遅かれ、早かれ、恋になりまして。
できるだけ有馬さんのほうを見ないようにしながら、ひたすら無心でいた。
会話は、電車が私のアパートの最寄り駅についたときの「ここで降ります」「わかりました」たったそれだけだった。アパートまでの道も、並んで歩いているのに、ほとんど音がないような気がした。
「アパート、ここです」
立ち止まった瞬間、空気が変わったのが分かった。
ここで終わるんだ、と。
……もう、有馬さんが帰ってしまう。
「じゃあ、俺はこれで」
いつもと同じ声。いつもと同じ距離感。仕事のときの、有馬さんの声だ。
私は、今までもこれからもずっと、きっとこの声しか知らない。
仕事以外の有馬さんなんて、私は何も知らない。
……それはきっと、私自身もそうである限り。
そう思った瞬間、勝手に足が動いていた。
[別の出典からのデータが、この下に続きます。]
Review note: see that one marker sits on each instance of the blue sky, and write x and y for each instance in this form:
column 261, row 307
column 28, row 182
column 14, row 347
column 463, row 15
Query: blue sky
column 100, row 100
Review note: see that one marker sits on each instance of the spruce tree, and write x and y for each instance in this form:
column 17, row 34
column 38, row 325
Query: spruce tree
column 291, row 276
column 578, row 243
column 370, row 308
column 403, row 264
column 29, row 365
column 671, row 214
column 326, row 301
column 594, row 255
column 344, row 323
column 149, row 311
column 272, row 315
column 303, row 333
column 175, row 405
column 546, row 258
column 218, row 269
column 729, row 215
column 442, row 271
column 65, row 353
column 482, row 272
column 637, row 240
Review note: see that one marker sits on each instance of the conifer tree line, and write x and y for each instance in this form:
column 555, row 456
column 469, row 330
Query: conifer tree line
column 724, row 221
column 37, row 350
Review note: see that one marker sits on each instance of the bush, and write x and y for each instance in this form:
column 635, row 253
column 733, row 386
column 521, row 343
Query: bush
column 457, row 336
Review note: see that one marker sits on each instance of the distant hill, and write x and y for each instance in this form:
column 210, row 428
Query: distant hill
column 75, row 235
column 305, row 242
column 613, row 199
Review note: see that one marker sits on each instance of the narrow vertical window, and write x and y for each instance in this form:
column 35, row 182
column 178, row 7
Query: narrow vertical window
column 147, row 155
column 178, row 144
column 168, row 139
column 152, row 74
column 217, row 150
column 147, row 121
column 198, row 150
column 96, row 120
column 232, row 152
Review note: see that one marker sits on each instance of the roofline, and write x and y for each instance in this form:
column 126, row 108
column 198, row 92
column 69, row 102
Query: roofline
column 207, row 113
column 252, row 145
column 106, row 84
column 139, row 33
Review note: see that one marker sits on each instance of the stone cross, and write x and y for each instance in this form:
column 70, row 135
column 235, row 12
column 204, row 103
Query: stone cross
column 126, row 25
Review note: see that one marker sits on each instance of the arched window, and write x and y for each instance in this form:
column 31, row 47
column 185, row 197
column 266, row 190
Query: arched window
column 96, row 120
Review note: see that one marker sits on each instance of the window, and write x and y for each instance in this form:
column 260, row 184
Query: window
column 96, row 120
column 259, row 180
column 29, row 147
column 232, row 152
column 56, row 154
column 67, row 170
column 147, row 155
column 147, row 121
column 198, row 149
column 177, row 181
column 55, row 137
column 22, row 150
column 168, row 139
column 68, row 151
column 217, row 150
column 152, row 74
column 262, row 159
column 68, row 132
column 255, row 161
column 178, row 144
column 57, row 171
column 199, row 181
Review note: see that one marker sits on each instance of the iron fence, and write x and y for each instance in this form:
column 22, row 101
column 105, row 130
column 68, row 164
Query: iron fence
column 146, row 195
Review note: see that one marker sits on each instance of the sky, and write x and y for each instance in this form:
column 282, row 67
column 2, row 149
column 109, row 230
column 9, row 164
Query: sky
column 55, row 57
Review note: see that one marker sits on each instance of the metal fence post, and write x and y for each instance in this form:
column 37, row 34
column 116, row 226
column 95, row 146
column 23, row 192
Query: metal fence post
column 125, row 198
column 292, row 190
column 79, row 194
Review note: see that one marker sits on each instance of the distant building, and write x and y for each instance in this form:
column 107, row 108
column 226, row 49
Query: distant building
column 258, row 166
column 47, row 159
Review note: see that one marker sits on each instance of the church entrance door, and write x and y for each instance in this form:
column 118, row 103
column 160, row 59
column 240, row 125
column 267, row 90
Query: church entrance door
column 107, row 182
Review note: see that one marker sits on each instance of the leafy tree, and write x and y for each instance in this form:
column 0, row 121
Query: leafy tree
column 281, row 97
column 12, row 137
振り向いて行ってしまいそうになるその背中を、気づいたらスーツの袖を掴んでいた。
「明石さん?」
「いや……です」
「え?」
掴んだ袖を放せないまま、声だけが震えて落ちる。
自分でも何を言っているのか分からない。ただ、もう止められなかった。
私に見せる、その仕事の顔がいや。
事務的な会話がいや。
営業の、無理して作るようなその表情だって、声色だって、一定の距離を保つところだって、優しくされるのだって、全部全部、いやだった。